Posted by a.hay on 4 October 2013 - 11:32am

higgsbosun.jpgBy Christopher Tunnell, postdoctoral researcher at Nikhef (Nationaal instituut voor subatomaire fysica), The Netherlands.

This article is part of our series: a day in the software life, in which we will be asking researchers from all disciplines to discuss the tools that make their research possible.

Particle physics, the field which discovered the Higgs Boson, unravelled the secrets of neutrinos, and seeks to understand dark matter, relies on lots of code. Accordingly, the field tends to attract those with a predilection for programming. The most endorsed language is C++, but many people use Python for I/O, scripting, and sometimes for data analysis. More modern programming packages relating to GPU computing with CUDA purely Python-based data analysis with numpy/scipy, or NoSQL databases for work at the fringes.

Most code is C++, a trend that began over ten years ago, and which will carry on for at least another decade given the timescales of these projects. It's ironic that we search for a new understanding of our universe by working with legacy code. A reality best summarised by my PhD supervisor "If you do the software well, then what will the physicists do all day?".

The received wisdom is that computers are cheaper than programmers. Therefore, huge computing centres exist to satisfy the physicists' needs. It is also easier to get money for computers than programmers since it's a far easier sell to the funding agency. This is, for the most part, a good philosophy but it leaves open one big question: how do you demonstrate that your code works? It doesn't matter if your code manages to do its job in under an hour or even a minute if the results are wrong!

What I care about is making sure my results are correct and the analysis (which is to say, the code) is transparent, as you would expect from a physicist. And before I go further, let me admit that I've tried many things over the years but still think there is too much guess work in our coding practices. Just as problematic is that correctness is a difficult thing to prove. I don't mean the computer science definition, but rather how best to ensure our code models the world in a way that agrees with the physics textbooks.

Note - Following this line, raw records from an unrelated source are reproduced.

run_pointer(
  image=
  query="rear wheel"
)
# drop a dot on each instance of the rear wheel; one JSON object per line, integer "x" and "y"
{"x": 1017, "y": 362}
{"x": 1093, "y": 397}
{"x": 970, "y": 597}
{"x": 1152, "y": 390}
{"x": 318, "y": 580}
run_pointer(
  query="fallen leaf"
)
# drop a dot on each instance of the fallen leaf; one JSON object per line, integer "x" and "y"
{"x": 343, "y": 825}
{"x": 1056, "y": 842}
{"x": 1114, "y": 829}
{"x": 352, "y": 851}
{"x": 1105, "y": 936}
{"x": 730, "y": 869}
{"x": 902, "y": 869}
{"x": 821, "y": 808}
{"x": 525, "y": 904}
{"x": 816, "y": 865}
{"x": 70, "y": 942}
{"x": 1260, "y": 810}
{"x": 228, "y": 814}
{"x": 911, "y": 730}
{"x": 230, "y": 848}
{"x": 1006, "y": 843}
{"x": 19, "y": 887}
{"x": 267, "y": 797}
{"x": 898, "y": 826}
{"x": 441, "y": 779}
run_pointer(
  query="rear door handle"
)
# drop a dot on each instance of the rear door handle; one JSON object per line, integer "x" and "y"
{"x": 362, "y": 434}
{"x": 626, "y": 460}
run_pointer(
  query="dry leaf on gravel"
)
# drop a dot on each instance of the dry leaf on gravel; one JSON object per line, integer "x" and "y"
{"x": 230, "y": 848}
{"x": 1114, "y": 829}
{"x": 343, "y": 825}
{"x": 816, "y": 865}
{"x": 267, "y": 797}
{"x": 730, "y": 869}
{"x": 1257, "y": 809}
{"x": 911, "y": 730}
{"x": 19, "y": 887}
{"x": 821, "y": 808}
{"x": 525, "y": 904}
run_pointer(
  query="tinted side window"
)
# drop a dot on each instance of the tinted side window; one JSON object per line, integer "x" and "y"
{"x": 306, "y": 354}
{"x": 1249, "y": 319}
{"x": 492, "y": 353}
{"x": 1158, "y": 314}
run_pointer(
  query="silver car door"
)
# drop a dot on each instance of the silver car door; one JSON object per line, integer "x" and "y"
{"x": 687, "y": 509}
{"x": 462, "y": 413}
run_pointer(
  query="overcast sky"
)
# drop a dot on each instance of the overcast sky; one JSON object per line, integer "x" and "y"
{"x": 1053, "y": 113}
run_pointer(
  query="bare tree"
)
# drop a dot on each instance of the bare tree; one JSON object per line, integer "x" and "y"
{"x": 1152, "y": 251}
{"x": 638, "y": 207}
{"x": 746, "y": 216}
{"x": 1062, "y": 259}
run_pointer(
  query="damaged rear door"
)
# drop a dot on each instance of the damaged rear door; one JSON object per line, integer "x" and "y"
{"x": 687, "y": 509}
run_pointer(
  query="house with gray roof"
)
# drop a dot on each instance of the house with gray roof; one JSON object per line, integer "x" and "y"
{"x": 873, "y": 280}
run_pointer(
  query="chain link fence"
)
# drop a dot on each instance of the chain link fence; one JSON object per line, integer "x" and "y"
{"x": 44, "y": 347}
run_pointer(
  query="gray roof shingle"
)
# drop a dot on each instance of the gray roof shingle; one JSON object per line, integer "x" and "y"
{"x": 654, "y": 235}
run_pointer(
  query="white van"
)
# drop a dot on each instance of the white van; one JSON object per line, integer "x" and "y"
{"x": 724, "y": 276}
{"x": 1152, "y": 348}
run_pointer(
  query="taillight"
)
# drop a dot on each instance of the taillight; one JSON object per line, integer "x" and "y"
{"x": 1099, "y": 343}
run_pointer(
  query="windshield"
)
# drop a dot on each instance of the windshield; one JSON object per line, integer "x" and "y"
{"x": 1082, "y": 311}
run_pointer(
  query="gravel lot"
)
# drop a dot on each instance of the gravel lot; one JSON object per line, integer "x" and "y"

Lessons can be learned from industry, for example, the MICE experiment with unit tests, build tests, style guides, DVCS and so on (something the Software Sustainability Institute has been helping with). Science makes predictions that you hope are wrong, and this makes writing a specification difficult. We might be building a detector that has never been built before so the correct output is completely unknown (if it was known, we wouldn't need to do the experiment). This lack of specification makes it difficult to keep tests up to date, which hurts sustainability and means there is a tedious process to ensure code correctness. It isn't an easy problem to fix.

Answering big questions requires big experiments, lots of people (between 50 to 3,000), and lots of time. Physicists tend to get involved in every aspect of the experiment from writing electronics code (such as FPAGs), to mathematical codes, to visualisation codes. The scope is enormous. I myself have written roughly a dozen packages within the past few years, which means maintaining them is an almost impossible task. Indeed, millions of lines of code is not uncommon for a particle physics experiment: the CMS experiment, which co-discovered the Higgs boson, has 8.5 million lines of code written in over 30 languages.

There are some well-designed open-source libraries that are universally used such as Geant4 (for physics models) or ROOT (for file format and data analysis) that can be used by other communities. But these packages are showing their age. Most other code is only ever used internally. Different groups have differing views on open-source code, but for the most part even if the code was open source, it is so specialised that nobody else could even run it. This isn't because people are bad at what they do. They're paid to do something other than develop code - namely, publishing physics papers - which takes precedence over coding.

Now we have come to what I and most other particle physicists do all day. We deal with legacy code. We try to get it to compile with all the legacy dependencies, we try to modify some unmaintained code to add some new feature for a new analysis, and we try to track down the bugs we introduced despite there not being low level unit tests.

Sadly, it is not appreciated how much inefficiency and repetition results from not adopting better software engineering practices in large scientific collaborations. One common example is that if code is found to be unsustainable, then it can be collectively rewritten and tested to see if each contributor gets the same answer. This is a major bugbear for graduate students who work on larger experiments, since their labour is used to solve these problems. This complicates the issue because the end result is even more code, and potential crossed wires as a result.

In all fairness, the current programming model does work for the most part. Physicists have used these methods to come up with the most precise and well-tested theories that mankind has ever produced, such as QED and g-2. However, discoveries would be made much quicker by having a better software development process, which is the direction in which I want to continue my non-physics research. (This will be taking place in the Netherlands since I am now also associated with NIKHEF.)

In an ideal world, how would I like to use software? When I start new projects, I use distributed version control systems (e.g., git or mercurial) on either Github, Bitbucket or Launchpad. What's more, testing and sustainability in Python is significantly easier than in C++. I also use Python as a glue language for high-speed applications, and I'm always amazed by how much Readthedocs makes me want to write documentation, while build systems like Jenkins make me want to write unit tests, though Travis CI also looks promising in this regard. Both packages are a pleasure to work with, even for non-experts.

I am going to do something unorthodox in future articles: I strongly believe that we learn best by our own failings, so I am going to discuss code bases I've worked on and the problems I've discovered when the support requests were received. In summary, rather than just trying to discover new particles, we need to understand the principles of research and software development if we are to search for new particles in a more efficient manner.